1. An image processing unit comprising:

an image acquisition unit configured to receive a plurality of captured images;

a region extraction unit configured to extract a plurality of regions from each of the plurality of captured images according to an attribute of each pixel;

a region correspondence unit configured to determine corresponding regions between the plurality of captured images, according to an attribute of each of the plurality of regions extracted by the region extraction unit;

a region shape estimation unit configured to estimate a shape of the corresponding region by estimating three-dimensional positions of feature points within an image of the corresponding region;

a region rigid motion estimation unit configured to estimate rigid motion of the corresponding region by calculating motion of each feature point of the corresponding region based on the three-dimensional position thereof; and

a region change unit configured to integrate more than one regions of the plurality of regions when an accuracy of rigid motion estimated assuming that the more than one regions are integrated is determined to be higher than the rigid motion estimated for each of the more than one regions.

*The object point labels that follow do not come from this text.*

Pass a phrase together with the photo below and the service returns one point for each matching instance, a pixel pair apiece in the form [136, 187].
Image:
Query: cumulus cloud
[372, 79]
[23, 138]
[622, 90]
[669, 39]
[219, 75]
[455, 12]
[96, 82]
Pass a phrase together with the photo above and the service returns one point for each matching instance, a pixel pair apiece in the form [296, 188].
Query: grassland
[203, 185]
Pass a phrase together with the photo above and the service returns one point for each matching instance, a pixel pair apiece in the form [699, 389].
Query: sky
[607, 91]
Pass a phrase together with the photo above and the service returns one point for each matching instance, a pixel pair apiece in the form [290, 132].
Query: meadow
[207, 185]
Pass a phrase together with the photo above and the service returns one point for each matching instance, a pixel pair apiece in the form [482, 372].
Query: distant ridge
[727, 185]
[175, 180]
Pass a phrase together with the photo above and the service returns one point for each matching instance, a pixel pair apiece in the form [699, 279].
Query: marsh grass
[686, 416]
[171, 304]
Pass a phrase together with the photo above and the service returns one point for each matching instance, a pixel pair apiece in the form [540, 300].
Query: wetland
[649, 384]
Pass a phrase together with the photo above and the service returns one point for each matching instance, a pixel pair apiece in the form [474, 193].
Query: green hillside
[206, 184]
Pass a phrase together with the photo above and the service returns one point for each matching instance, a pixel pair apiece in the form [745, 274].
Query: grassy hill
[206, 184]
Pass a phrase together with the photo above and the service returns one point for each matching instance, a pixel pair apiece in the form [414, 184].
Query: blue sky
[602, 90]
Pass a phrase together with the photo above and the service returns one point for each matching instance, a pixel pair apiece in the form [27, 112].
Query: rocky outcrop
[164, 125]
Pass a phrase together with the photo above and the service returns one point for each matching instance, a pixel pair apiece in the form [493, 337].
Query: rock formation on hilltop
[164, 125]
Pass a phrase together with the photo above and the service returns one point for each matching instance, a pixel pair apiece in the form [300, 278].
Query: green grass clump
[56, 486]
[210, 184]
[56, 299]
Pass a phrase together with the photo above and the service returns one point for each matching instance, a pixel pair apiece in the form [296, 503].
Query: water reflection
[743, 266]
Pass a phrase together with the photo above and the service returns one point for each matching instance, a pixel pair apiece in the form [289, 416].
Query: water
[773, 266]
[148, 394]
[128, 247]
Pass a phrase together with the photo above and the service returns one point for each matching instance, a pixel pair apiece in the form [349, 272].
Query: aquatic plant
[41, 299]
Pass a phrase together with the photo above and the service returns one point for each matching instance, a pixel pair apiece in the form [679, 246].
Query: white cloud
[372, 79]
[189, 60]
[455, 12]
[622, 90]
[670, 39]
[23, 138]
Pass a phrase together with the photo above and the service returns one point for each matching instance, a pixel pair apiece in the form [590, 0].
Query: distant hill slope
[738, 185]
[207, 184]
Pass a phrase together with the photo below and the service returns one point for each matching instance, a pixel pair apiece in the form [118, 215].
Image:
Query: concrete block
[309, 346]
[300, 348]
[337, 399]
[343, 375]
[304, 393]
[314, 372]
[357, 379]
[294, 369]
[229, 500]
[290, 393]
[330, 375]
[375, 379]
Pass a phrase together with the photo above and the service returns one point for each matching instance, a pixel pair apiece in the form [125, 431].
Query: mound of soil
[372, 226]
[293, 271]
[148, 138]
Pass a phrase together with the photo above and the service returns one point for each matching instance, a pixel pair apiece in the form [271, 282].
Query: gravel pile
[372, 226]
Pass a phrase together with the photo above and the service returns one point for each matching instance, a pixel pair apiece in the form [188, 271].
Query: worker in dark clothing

2. The image processing unit according to claim 1, wherein the region change unit separates one region into a plurality of regions when an accuracy of rigid motion estimated for the one of the plurality of regions falls below a prescribed level.

3. The image processing unit according to claim 2, further comprising a repeat control unit configured to repeatedly operate the region shape estimation unit, the region rigid motion estimation unit and the region change unit for the region changed by the region change unit,

wherein the repeat control unit stops the repetition when a difference between estimation results obtained by the region shape estimation unit before and after the repetition is smaller than a prescribed threshold value regarding estimation results.

4. The image processing unit according to claim 3, wherein the repeat control unit stops the repetition when a difference between the number of regions changed by the region change unit before and after the repetition is smaller than a prescribed threshold value regarding the number of regions.

5. An image processing method comprising the steps of:

receiving a plurality of captured images;

extracting a plurality of regions from each of the plurality of captured images, according to an attribute of each pixel;

determining corresponding regions between the plurality of captured images according to an attribute of each of the plurality of extracted regions;

estimating a shape of the corresponding region by estimating three-dimensional positions of feature points within an image of the corresponding region;

estimating rigid motion of the corresponding region by calculating motion of each feature point of the corresponding region based on the three-dimensional position thereof; and

integrating more than one regions of the plurality of regions when an accuracy of rigid motion estimated assuming that the more than one regions are integrated is determined to be higher than the estimated rigid motion for each of the more than one regions.

6. A computer-readable recording medium in which a computer program that causes a computer to execute the method according to claim 5 is recorded.